Wow, talk about your bad luck, sorry to hear you missed the International and your Canada portion. I believe (and I hope) that your first time missing this train will be your last. The closest I remember being to missing a train (though I may have actually missed an NJT at one point), is once an incorrect announcement said that the New York Train would be boarding on the outbound track, the train then pulls on to the inbound track shortly after, but thankfully we managed to get on the train, despite having to go under it (using the stairwell of course).


----------



## battalion51 (Mar 3, 2004)

Bill Haithcoat said:


> Many times I have been hanging around stations when I had to witness people seeing the markers disappear. This is in smaller stations, where you can more easily tell what is going on. Seen it a number of times. Always feel bad for the people. Also feel bad for the agent when they are chewing him out about it afterwards.


Actually usually it's the passenger that chews out the agent, not the other way around. I've been on board several times (it always happens at Deerfield Beach for some reason), when we'll do our station work, wait on the card. Once watches hit 08:02, the Conductor will high ball the engine, and they'll dial down the gates. It seems like once every five trips or so, once those gates have been dialed down the agent will say on the radio "Hold on hold on I've got some late people here." 9 times out of 10 the Conductor will say back to him "Next train's in three and a half hours," and on we go to Delray Beach. Never show up late and expect a pity stop, because most of the time you won't get it.


----------



## coachseats (Mar 4, 2004)

Once when I boarded the Capitol Limited in Cleveland, a lady who was supposed to get on the Lake Shore Limited (which was following directly behind but the situation was well explained with station announcements) got on our train instead! I overheard on the conductor's radio as they decided that she would have to ride all the way to D.C. and then connect to NYC because there was no safe way to transfer her to the correct train. Don't feel bad, Alan, not only did she miss her train, she got on the wrong one!


----------



## Bill Haithcoat (Mar 4, 2004)

battalion51 said:


> Bill Haithcoat said:
> 
> 
> > Many times I have been hanging around stations when I had to witness people seeing the markers disappear. This is in smaller stations, where you can more easily tell what is  going on. Seen it a number of times. Always feel bad for the people. Also  feel bad for the agent when they are chewing him out about it afterwards.
> ...


No big deal B51 but I think you mis-read me on that point....I did, indeed, mean (as did you) that the passenger would chew out the agent.

Though I did not hang around the station nearly as much as you do, we did "kind of" know the ticket agents and would thus feel sorry when they would be given a hard time over something which was not their fault.


----------



## panamaclipper (Mar 5, 2004)

Years ago I was in Philly and had boarded the train with some friends.
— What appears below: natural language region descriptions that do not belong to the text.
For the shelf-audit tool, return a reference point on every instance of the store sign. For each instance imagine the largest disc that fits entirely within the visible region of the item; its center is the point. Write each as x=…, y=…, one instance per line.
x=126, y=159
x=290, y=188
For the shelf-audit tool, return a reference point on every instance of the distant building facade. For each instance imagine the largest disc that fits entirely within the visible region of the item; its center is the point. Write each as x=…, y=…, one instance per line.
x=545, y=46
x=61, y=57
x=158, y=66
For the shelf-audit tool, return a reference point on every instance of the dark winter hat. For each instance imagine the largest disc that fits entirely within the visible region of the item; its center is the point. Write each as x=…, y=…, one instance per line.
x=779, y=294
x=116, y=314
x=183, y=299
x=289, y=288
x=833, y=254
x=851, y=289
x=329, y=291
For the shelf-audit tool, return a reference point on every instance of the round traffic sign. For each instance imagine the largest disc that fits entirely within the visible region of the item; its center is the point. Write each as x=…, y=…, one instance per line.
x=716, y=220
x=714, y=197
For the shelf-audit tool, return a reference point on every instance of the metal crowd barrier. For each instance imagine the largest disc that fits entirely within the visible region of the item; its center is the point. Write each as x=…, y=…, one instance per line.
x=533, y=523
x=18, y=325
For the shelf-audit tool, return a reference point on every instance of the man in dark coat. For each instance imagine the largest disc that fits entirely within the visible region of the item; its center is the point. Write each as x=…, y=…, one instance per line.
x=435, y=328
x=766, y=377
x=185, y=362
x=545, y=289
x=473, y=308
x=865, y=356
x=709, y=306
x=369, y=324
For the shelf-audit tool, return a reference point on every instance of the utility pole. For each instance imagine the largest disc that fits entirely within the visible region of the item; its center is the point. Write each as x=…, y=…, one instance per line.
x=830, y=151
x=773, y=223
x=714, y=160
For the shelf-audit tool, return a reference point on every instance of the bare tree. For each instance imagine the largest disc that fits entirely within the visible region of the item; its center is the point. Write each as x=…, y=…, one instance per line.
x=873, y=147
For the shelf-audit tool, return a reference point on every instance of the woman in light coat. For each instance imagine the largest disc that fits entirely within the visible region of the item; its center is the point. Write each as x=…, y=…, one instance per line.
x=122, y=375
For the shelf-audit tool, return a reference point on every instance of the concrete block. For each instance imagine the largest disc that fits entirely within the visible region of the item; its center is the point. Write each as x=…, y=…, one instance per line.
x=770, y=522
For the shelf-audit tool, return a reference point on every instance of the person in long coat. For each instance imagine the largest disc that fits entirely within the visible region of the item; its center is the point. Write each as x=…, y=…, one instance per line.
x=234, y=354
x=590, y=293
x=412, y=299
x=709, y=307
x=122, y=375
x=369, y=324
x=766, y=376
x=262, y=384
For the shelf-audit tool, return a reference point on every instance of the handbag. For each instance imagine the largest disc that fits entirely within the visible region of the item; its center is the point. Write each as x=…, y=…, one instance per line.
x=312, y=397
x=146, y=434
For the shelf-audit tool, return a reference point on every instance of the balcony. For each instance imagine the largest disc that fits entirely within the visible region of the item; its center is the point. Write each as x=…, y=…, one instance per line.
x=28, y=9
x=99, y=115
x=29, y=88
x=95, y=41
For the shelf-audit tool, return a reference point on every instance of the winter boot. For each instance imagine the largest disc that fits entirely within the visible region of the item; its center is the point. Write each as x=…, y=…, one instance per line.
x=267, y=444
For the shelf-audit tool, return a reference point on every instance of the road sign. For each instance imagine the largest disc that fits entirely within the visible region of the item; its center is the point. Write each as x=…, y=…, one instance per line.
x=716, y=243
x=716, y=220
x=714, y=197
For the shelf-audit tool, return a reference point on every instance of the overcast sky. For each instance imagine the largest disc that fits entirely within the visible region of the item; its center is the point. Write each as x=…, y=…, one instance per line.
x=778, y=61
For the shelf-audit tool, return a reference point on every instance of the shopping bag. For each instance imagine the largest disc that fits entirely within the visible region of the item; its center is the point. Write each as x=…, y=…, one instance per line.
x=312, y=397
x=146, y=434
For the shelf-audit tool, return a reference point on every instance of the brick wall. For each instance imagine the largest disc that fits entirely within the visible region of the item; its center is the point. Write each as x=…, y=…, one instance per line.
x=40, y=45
We had some time before departure so I decided to run back upstairs to get a magazine. When I came back down to the platform - no train. Boy that's the worst feeling. As it turned out, I had gone down the wrong ramp and my train was still there a platform away. But I still remember that feeling of staring at those empty tracks. Not good.


----------



## whc6 (Mar 8, 2004)

This past holiday season I was in Wilson NC waiting for the southbound Carolinian to take me home to Davidson. About 1/2 hour before the train was due to arrive, an extremely agitated woman burst onto the platform, snarled a bit, then stomped away to her car.
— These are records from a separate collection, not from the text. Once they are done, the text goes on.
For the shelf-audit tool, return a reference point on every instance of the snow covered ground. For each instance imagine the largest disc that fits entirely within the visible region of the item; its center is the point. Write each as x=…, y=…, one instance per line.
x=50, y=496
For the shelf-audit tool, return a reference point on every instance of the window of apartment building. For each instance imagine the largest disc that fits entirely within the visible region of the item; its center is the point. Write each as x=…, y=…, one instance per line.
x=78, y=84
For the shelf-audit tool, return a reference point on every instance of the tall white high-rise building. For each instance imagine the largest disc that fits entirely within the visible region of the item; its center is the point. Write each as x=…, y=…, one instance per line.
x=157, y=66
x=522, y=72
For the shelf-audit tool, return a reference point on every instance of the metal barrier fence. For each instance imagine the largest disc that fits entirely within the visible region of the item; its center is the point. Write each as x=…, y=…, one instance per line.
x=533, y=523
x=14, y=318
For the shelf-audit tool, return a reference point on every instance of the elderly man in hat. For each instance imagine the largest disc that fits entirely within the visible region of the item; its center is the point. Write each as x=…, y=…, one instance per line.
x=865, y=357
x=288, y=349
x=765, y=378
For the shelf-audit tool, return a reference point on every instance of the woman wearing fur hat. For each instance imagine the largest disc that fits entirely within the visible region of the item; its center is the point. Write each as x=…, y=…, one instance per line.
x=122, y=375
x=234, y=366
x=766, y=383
Shortly thereafter, the station master strolled out looking a bit harrassed. It seems the women was mad because she missed her train - the Palmetto. Apparently the Palmetto had been running consistently late, so the women arrived at the station about the time the consistently late train had been arriving. Unfortunately for her, the train was on time that day and was long gone. In her demented worldview, it was Amtrak's fault the train was on-time.


----------



## engine999 (Mar 8, 2004)

whc6 said:


> This past holiday season I was in Wilson NC waiting for the southbound Carolinian to take me home to Davidson. About 1/2 hour before the train was due to arrive, an extremely agitated women burst onto the platform, snarled a bit, then stomped away to her car.
> Shortly thereafter, the station master strolled out looking a bit harrassed. It seems the women was mad because she missed her train - the Palmetto. Apparently the Palmetto had been running consistently late, so the women arrived at the station about the time the consistently late train had been arriving. Unfortunately for her, the train was on time that day and was long gone. In her demented worldview, it was Amtrak's fault the train was on-time.


:lol: People always figure Amtrak will be late, but they never actually take the time to call amtrak and ask for train status. It takes less thena minute and can save aggrivation. That reminds me og a guy who was supposed to get on the southbound star in the morning at about 10:30. Turned out the train came in and he just stayed sitting on the bench, and it left without him.  Maybe people need to pay alittle more attention. Luckily there was still the southboand meatear so he was able to leave the same day.


----------